Commix' complete works would take up a great deal of the space in an Expedit shelving unit: from 2003 to today, the Cambridge duo have been working non-stop in a very ungrateful field of music, modern drum'n'bass, protected by the many fans who still believe in the genre, but misunderstood, misheard, and even ignored outside of that comfort zone, even more so if you take into account the people who moved away from the scene and over to garage, dubstep and the myriad sub-genres born after that. It makes things harder for Guy Brewer and George Levings, who, to add insult to injury, make a brand of drum'n'bass that time has almost forgotten: they're the heirs of groups like E-Z Rollers and Aquasky, and DJs like Blame and Fabio: their breaks roll smoothly, their bass lines are mercurial, they are the last liquid funk warriors alongside the heroic artists on Hospital Recordings' roster.
As said, between 2003 and 2008 Commix' output was huge: singles on labels like Tangent, Aquasonic, Good Looking (and sister label Looking Good), Creative Source, Hospital and Exit, until they landed on Metalheadz in 2005 with “Urban Legend / If I Should Fall”. Since then, they've been almost entirely faithful to Goldie's imprint. Metalheadz released “Call To Mind” in 2007, an album misheard when it came out, but which has since come to be a classic, and since 2008, things have been rather quiet for Commix: they contributed to the Fabric mix series, summoned a group of top-notch remixers (including Burial) for “Re:Call To Mind”, and took things easy, now that the hard part was over. “Dusted (Selected Works 2003-2008)” may seem a complacent compilation, given the title, the kind of album released to kill some time before the new LP comes out, but it isn't— if anything, it's a sign of the tremendous effort the twosome has made to get to where they are. When they were working on “Call To Mind”, they recorded an almost obscene amount of material: track after track after track of shining drum'n'bass, with rolling breaks reaching supersonic speeds, like the tunes on LTJ Bukem's brilliant “Logical Progression” and “Earth” compilations, back in the day. What ended up on the album had passed extreme scrutiny, which is why “Call To Mind” is now a classic drum'n'bass album: it was never a turn towards the future, but it was a very wise reflection on the past.

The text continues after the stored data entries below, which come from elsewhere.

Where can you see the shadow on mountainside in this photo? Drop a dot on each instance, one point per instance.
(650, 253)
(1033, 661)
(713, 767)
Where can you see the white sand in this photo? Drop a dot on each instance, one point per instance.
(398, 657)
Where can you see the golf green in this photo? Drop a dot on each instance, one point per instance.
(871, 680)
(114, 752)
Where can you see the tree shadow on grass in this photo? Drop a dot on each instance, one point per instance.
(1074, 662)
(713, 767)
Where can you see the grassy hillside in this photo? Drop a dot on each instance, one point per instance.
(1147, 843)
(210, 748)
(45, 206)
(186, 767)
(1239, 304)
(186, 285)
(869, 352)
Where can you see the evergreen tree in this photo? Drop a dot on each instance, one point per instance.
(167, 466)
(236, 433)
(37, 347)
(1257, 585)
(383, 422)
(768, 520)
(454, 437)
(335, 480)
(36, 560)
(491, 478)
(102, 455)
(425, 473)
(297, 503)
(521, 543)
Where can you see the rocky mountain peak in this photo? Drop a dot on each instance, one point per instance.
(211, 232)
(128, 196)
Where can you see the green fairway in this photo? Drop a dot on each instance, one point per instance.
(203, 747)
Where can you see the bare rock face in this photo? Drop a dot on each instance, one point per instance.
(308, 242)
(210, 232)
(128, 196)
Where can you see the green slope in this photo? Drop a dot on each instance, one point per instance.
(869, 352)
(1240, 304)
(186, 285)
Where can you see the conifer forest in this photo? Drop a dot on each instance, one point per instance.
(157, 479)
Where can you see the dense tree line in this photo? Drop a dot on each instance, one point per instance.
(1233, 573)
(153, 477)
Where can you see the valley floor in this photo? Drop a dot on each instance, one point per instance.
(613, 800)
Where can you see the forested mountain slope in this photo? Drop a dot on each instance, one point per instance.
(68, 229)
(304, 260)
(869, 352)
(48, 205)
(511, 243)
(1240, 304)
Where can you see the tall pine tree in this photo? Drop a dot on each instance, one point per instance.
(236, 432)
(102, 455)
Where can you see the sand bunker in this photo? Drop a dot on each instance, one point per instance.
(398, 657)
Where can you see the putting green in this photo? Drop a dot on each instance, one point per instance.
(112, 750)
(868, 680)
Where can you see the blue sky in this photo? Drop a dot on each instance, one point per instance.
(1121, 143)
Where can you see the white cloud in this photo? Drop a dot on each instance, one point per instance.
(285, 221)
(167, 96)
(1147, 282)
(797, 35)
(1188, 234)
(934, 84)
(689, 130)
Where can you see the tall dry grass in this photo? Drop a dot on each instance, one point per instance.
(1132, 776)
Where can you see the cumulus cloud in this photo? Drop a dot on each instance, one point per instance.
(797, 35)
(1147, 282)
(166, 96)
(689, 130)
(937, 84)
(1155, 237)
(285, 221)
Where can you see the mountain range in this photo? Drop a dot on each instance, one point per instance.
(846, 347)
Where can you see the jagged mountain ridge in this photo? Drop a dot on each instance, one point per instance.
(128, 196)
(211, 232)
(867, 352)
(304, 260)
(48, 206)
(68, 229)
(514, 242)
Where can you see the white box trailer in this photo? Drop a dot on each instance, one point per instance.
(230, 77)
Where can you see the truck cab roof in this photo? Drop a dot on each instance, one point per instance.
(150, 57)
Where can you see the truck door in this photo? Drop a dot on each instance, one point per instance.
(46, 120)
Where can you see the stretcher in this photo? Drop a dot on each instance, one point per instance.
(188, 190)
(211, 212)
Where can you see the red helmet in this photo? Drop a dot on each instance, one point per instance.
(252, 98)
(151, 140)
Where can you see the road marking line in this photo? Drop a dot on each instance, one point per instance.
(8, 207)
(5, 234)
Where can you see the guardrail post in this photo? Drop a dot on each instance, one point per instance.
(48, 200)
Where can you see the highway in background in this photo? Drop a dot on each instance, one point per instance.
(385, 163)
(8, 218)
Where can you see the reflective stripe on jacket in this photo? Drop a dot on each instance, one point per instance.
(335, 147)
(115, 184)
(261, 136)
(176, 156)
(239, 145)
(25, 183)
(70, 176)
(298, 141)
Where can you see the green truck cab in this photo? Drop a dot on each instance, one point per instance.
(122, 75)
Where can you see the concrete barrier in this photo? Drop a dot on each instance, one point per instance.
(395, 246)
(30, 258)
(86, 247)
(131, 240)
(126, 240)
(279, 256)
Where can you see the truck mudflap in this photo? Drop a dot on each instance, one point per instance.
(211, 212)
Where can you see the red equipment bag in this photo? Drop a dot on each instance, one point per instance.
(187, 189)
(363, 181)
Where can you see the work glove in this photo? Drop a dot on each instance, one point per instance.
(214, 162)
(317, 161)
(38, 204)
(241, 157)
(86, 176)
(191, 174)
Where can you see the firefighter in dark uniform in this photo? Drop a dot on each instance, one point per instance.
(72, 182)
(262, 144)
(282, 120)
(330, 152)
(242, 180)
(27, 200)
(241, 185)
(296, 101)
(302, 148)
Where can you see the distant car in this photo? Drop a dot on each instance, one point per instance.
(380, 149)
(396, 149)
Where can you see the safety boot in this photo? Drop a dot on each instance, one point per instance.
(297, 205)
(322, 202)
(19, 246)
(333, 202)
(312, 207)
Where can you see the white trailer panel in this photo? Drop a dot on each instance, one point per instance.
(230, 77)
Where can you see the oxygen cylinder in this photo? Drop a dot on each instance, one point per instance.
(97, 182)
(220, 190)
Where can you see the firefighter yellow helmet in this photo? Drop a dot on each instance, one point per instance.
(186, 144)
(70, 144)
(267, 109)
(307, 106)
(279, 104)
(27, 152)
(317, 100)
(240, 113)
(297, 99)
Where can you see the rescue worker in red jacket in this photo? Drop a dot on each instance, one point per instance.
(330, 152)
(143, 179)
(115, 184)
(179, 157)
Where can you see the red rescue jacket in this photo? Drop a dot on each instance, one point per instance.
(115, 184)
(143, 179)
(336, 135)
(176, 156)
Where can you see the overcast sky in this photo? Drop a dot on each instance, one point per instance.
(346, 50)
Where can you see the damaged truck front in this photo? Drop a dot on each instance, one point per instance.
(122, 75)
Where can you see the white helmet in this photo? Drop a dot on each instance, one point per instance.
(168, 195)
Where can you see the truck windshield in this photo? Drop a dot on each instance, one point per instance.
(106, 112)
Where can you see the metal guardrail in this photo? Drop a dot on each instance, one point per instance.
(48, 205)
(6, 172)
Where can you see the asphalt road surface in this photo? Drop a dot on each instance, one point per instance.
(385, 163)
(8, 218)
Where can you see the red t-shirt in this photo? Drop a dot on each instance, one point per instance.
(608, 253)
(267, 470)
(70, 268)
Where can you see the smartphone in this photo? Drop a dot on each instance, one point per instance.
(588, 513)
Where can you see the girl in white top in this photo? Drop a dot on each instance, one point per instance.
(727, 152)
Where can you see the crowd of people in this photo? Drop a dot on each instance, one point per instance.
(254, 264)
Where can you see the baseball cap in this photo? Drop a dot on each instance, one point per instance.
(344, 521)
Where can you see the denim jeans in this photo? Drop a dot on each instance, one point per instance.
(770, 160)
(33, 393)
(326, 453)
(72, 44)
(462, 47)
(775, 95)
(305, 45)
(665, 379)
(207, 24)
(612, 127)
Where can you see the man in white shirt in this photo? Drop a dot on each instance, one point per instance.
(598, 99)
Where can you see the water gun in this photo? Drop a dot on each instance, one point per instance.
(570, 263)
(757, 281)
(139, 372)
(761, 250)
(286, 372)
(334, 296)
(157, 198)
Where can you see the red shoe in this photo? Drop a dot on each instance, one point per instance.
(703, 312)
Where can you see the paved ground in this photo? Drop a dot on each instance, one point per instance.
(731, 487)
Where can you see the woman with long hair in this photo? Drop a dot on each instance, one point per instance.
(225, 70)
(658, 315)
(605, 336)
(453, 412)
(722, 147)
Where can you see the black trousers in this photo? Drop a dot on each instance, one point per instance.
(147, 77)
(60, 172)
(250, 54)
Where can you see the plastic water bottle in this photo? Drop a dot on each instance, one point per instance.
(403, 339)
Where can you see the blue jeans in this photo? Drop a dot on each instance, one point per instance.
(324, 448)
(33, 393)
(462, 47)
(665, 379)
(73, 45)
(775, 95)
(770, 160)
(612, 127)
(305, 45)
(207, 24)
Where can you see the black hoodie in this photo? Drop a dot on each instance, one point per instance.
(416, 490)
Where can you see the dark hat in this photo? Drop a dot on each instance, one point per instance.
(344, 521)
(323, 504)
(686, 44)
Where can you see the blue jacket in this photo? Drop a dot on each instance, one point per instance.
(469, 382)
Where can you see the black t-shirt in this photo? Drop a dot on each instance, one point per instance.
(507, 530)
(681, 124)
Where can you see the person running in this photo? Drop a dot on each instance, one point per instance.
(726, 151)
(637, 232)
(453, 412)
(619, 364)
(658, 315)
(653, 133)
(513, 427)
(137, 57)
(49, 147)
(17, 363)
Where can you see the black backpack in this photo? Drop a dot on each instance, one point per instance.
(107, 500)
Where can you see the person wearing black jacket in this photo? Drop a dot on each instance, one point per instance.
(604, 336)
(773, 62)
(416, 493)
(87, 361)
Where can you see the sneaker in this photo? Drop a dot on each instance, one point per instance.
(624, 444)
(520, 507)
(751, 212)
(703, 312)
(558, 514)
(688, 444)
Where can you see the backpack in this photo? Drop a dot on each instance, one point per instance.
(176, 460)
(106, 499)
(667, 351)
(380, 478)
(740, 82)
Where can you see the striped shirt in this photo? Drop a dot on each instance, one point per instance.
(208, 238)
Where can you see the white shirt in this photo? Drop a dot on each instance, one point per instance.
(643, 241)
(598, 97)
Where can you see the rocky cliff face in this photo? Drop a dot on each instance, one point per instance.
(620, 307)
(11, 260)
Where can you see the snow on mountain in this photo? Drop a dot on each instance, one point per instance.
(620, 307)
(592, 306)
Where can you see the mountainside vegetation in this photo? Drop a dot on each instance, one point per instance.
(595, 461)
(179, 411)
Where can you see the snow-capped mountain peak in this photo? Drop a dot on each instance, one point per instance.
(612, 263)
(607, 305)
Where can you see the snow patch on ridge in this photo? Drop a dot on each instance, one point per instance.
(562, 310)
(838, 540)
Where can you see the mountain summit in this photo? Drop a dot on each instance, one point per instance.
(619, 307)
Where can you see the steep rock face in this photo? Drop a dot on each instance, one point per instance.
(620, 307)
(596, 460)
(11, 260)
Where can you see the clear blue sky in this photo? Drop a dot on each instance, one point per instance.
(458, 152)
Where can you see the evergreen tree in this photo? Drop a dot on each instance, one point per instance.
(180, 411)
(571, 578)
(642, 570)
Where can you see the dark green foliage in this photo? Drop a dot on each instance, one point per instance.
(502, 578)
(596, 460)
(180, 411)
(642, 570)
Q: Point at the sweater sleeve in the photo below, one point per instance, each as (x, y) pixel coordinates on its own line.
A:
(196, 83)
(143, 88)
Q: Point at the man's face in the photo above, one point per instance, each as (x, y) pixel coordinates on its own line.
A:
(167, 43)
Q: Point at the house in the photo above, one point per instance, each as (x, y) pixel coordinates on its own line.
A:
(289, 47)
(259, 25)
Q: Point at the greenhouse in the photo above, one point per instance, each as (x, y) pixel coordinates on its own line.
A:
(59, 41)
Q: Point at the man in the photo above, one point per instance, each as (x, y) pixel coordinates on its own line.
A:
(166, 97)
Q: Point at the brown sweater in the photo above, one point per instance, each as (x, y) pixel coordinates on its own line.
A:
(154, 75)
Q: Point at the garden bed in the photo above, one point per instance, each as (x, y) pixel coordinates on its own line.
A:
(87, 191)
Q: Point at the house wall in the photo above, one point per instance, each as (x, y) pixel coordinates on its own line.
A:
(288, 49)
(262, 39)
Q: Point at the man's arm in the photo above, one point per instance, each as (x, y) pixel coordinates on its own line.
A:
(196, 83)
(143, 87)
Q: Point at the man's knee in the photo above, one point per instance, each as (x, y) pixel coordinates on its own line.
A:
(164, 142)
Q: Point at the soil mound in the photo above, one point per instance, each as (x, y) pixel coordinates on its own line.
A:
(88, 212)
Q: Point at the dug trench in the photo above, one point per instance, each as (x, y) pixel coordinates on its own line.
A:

What was left on the cutting-room floor now surfaces on “Dusted”. It is, therefore, neither the anthology of Commix' Metalheadz years, nor an overview of their rise to their peak, but a document about how with hard work and an iron fist you can reach the top. The material that didn't make the album is quality, but it's more predictable, more tied to their sources of inspiration, with an abundance of jazzy pianos, passionate female vocals, like a debuting artist (and many of these tracks are from their very early days, possibly even some of their very first productions) who's learned the last stage of the Moving Shadow label by heart, and some of Roni Size's more adult-orientated efforts. And even so, the album goes down splendidly, sweet to the ear and hard on the feet. Because even though this is lesser material, only High Contrast and Calibre have been able to rival Commix in all this time, and not because the rest are bad: to be as good as the Nookies and PFMs of this world (and even Matrix, Trace and Ed Rush: “Audience” and “EXP” are pure neuro-funk) doesn't just come naturally.